Clearing Up Some Myths

There’s a lot of hype around quantum computing, but it’s not a magic box that makes everything faster. Quantum computers excel at specific types of problems, not every problem under the sun. And while you don’t need to be a quantum physicist to understand quantum computing, it does help to have some math chops. Once you get comfortable with concepts like superposition, entanglement, and operators, you’re well on your way.

The Tech Behind It

Building a quantum computer is no small feat. Qubits are highly sensitive to their environment and can lose their state through a process called decoherence. That’s why these machines need to operate at extremely low temperatures. Countries and companies are investing billions to overcome these hurdles.
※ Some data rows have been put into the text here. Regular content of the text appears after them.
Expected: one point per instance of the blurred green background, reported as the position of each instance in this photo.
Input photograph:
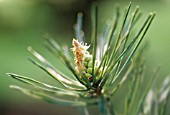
(24, 22)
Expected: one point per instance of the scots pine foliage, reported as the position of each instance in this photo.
(99, 69)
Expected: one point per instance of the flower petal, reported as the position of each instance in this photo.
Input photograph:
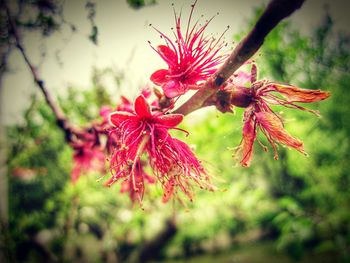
(170, 120)
(159, 77)
(274, 128)
(142, 107)
(295, 94)
(117, 117)
(173, 89)
(249, 136)
(167, 54)
(169, 188)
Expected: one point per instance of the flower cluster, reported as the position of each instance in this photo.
(259, 115)
(141, 149)
(191, 58)
(146, 131)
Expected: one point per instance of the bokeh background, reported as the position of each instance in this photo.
(293, 209)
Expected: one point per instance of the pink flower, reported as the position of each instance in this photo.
(145, 131)
(192, 58)
(140, 177)
(259, 115)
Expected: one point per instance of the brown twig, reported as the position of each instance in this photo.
(61, 119)
(276, 11)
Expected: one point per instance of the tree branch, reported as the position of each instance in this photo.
(61, 119)
(274, 13)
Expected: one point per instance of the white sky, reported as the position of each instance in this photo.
(123, 31)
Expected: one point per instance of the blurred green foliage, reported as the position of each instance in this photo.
(300, 204)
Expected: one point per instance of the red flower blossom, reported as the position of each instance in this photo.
(147, 132)
(192, 58)
(259, 115)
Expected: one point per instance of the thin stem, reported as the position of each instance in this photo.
(274, 13)
(61, 119)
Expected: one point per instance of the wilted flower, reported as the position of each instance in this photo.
(144, 131)
(259, 115)
(192, 58)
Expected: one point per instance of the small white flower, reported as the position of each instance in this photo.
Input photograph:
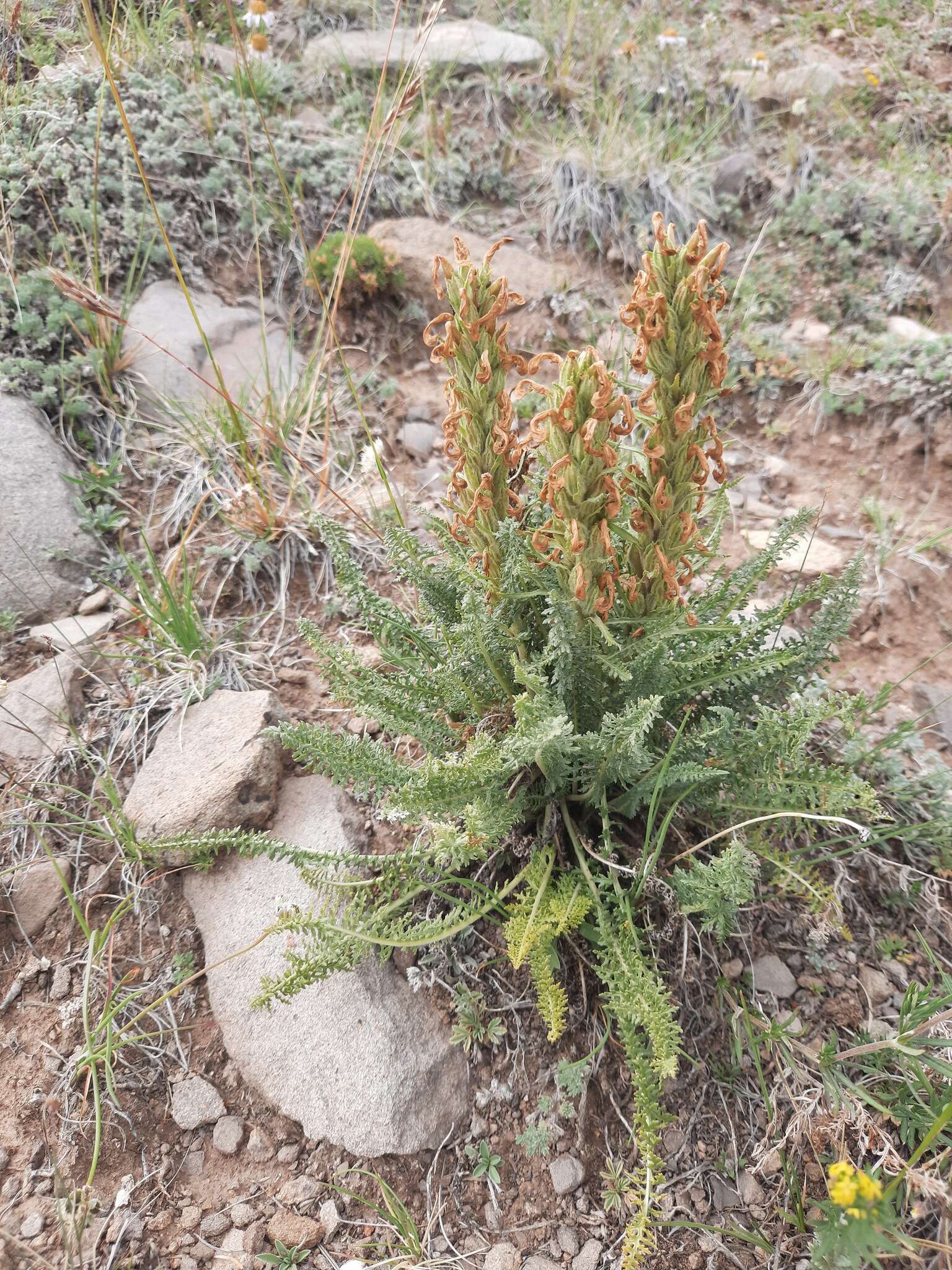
(368, 458)
(258, 18)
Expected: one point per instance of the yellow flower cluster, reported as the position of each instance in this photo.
(852, 1189)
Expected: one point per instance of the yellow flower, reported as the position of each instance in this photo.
(844, 1193)
(870, 1188)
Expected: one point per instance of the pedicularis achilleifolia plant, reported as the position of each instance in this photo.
(575, 690)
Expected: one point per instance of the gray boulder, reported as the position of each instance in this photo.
(209, 769)
(36, 892)
(195, 1101)
(772, 975)
(38, 709)
(415, 241)
(43, 551)
(461, 46)
(243, 349)
(359, 1060)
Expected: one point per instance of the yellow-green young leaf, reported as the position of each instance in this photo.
(552, 1000)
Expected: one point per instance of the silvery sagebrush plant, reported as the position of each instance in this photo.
(582, 681)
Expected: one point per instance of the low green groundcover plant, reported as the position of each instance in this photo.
(369, 269)
(582, 682)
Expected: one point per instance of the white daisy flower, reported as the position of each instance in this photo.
(257, 17)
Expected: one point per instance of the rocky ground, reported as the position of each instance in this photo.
(154, 553)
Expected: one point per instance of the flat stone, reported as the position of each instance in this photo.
(294, 1230)
(568, 1240)
(231, 1255)
(94, 601)
(771, 975)
(419, 438)
(359, 1060)
(501, 1256)
(195, 1101)
(568, 1174)
(738, 173)
(38, 708)
(242, 1215)
(537, 1261)
(61, 981)
(875, 985)
(32, 1226)
(299, 1191)
(908, 331)
(252, 363)
(36, 893)
(329, 1219)
(810, 558)
(239, 338)
(415, 241)
(589, 1256)
(68, 633)
(460, 46)
(227, 1134)
(259, 1146)
(43, 550)
(215, 1225)
(209, 769)
(813, 79)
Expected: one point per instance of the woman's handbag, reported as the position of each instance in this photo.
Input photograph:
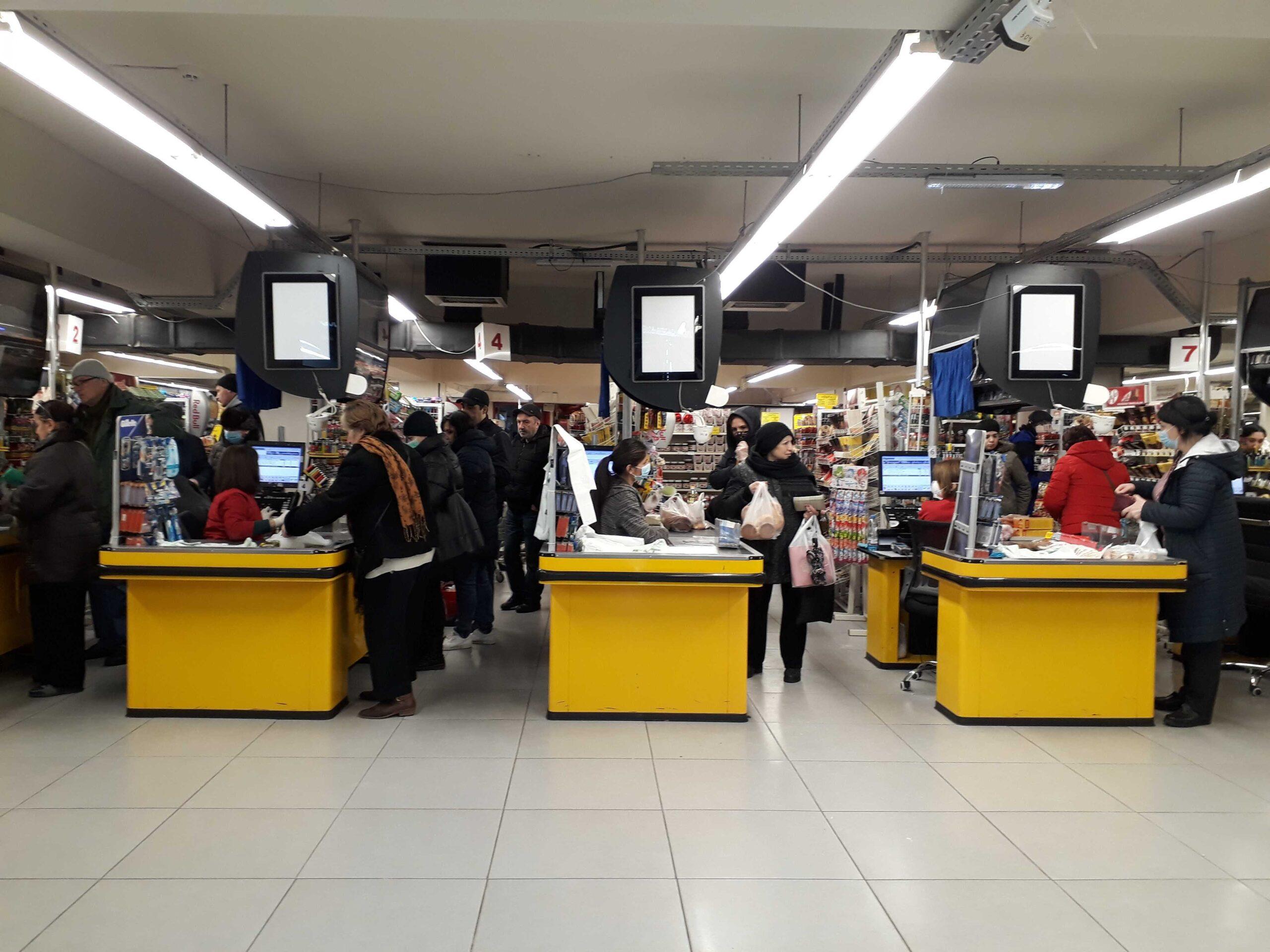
(459, 535)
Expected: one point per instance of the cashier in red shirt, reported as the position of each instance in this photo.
(235, 516)
(944, 489)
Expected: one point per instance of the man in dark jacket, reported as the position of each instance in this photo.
(741, 428)
(102, 404)
(530, 454)
(475, 404)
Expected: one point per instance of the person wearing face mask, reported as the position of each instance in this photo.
(1194, 507)
(622, 511)
(943, 502)
(475, 582)
(775, 461)
(58, 525)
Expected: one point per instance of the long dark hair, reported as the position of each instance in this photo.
(629, 452)
(239, 468)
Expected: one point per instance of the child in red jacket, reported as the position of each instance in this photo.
(235, 516)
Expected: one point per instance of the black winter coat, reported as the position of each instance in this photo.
(529, 470)
(776, 551)
(364, 494)
(723, 473)
(56, 511)
(1201, 524)
(475, 456)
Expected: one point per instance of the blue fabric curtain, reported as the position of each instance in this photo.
(254, 393)
(951, 375)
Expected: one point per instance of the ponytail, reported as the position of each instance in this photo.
(629, 452)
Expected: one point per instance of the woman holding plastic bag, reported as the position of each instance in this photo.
(1193, 508)
(761, 494)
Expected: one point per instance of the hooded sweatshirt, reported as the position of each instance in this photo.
(754, 419)
(1082, 488)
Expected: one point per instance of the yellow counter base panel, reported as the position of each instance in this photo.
(1090, 659)
(238, 635)
(639, 639)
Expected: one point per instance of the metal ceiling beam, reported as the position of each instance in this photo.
(921, 171)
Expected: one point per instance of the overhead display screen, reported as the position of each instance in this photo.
(1046, 329)
(302, 323)
(667, 333)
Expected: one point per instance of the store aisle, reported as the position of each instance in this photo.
(845, 815)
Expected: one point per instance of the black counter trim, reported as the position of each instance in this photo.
(1049, 721)
(248, 714)
(657, 578)
(203, 572)
(972, 582)
(640, 716)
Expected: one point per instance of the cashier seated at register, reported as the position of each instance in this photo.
(622, 512)
(943, 503)
(235, 515)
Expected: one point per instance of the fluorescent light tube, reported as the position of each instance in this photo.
(774, 372)
(907, 320)
(98, 302)
(480, 366)
(400, 313)
(210, 371)
(58, 71)
(897, 89)
(1245, 183)
(1028, 183)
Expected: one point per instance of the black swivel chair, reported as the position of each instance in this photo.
(920, 597)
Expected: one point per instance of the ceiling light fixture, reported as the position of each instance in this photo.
(907, 320)
(210, 371)
(400, 313)
(1242, 184)
(1028, 183)
(774, 372)
(46, 64)
(98, 302)
(913, 69)
(480, 366)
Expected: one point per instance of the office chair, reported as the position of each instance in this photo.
(1255, 526)
(920, 597)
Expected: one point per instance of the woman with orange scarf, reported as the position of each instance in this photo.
(378, 488)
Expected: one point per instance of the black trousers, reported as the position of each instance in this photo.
(793, 634)
(1202, 674)
(429, 612)
(390, 634)
(517, 530)
(58, 633)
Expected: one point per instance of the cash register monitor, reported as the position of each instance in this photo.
(281, 464)
(905, 475)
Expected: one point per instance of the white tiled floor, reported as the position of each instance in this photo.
(845, 815)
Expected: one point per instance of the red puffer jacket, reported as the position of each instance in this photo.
(1082, 488)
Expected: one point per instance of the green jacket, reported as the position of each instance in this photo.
(101, 441)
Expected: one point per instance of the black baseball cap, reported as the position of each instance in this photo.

Sweden, for example, is working on a 25-qubit computer at Chalmers University, with a goal of reaching 100 qubits by 2029.

How We Program Quantum Computers

Quantum programming is like working with circuits, where you string together operations called “gates” that manipulate qubits. Some gates, like the Hadamard gate, are used to put qubits in superposition, while others like CNOT create entanglement between them. Unlike coding in Python or Java, programming quantum computers requires a new mindset: it’s less about procedural logic and more about setting up quantum states and letting them evolve.